The term end-gaining refers to the process of going directly for an end (goal) without considering the means used to achieve it.


When you end-gain, you rush into or continue an activity, often in a driven manner, without due consideration of the most effective means to reach your goal.   


Using our previous example of someone going to sit, the chair becomes such a big target in their mind that their entire focus is on the chair. This causes them to lose sight of how they're going to get to then chair, and even put's their mind into an imagined future where they're already on the chair. It becomes a fait accompli devoid of choice, causing them to fall uncontrollably to the chair in the final moments, arriving in a collapsed manner.


Paradoxically, the more you focus solely on the end result, the less successful you'll be, and your performance tends to suffer.

arrow hitting a bullseye

The Science Behind Inhibition and Endgaining

From a scientific perspective, AT teacher and researcher Patrick Johnson has shown the concept of inhibition aligns with what psychologists call executive inhibition. This cognitive process interrupts the direct path from stimulus to response, allowing for alternative reactions. In the context of the Alexander Technique, inhibition plays a crucial role in breaking free from habitual patterns and gaining better control over your actions.

Practical Implications

As practitioners of the Alexander Technique, we can apply these principles in our daily lives:


1. Awareness:

  • Grow your awareness of your habits and reactions. Notice when you're end-gaining—rushing toward a goal without considering the process.
  • Pause and ask yourself: "Is there a more effective way to achieve this?"

2. Pause and Reflect:

  • When faced with a difficult task or goal, pause briefly before acting.
  • Consider the means you're using. Are they supporting your overall well-being, or are they contributing to tension and inefficiency?

3. Experiment with Alternatives:

  • Instead of fixating solely on the end result, explore different ways to approach the task.
  • Allow yourself to inhibit habitual responses and consider alternative movements or strategies.

Remember, the journey matters as much as the destination. By practicing inhibition and being mindful of end-gaining, you can enhance your overall functioning and well-being.

Kyudo Zen Archery

So what does Zen archery have to do with all this? Despite actually being a competitive sport, the judges provide no marks for hitting the target at all. Not even for a perfect bullseye. All the marks are given for the means-whereby, the archers form, presence and technique. The moment the archer looses the arrow the judge's work is already complete. End-gaining will cause marks to be deducted from the competitor. All the conditions for hitting a bullseye are present up until the moment the archer looses the arrow, there's little value in marking what follows.

The Insidious Nature of End-gaining

It's the nature of human psychology that we're all inveterate end-gainers and it can raise it's head in insidious ways.

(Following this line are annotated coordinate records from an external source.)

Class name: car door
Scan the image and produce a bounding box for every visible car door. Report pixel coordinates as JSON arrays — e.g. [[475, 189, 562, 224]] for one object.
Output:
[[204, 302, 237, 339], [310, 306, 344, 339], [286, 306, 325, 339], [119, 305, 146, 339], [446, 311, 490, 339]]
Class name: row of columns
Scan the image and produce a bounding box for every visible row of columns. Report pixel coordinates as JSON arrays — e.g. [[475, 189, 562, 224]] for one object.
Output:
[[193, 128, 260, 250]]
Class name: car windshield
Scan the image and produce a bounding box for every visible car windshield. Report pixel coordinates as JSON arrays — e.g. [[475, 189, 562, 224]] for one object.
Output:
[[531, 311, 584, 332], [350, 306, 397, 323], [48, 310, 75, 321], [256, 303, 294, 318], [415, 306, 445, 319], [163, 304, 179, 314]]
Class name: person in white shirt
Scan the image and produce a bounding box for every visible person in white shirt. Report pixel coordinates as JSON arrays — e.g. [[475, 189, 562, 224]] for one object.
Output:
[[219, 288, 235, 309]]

Despite having tools to neutralise end-gaining, it's just as easy to end-gain those tools! Let's see how:

  • When you end-gain inhibition, you turn it into repression, unable to make a decision. Even among Alexander teachers this isn't uncommon. I discovered this at a workshop for teachers when I asked them if they ever found themselves doing so. Amusingly, I was met with nervous laughter. Looking back through the mists of time to when I was on my 3-year AT training course, John Crawford, one of my trainers, said with a twinkle in his eyes, "inhibit your inhibiting". It's a phrase that's stayed with me since.
  • End-gaining the means-whereby causes you to be overly careful, losing freedom and spontaneity. You want to remain care free, but not careless.
  • The concept of non-doing combines inhibition and the means-whereby into a state of allowing and effortless flow. What it isn't is passivity, which end-gaining it will lead you to.
  • Primary Control describes the coordinated relationship between the head and neck. End-gaining this into fixed a position in an attempt to get it "right" is so common that the AT teachers have coined the term Alexandroids to describe those who do so.
  • End-gaining your end-gaining? Just kidding. That way madness lies.

What's the answer then? You can but be alert to the nature of end-gaining and simply acknowledge it when it arises. Don't be judgmental with yourself, smile if you can and continue to work on your thinking. I doubt we're capable of fully vanquishing end-gaining, but with practice you can reduce it to acceptable levels.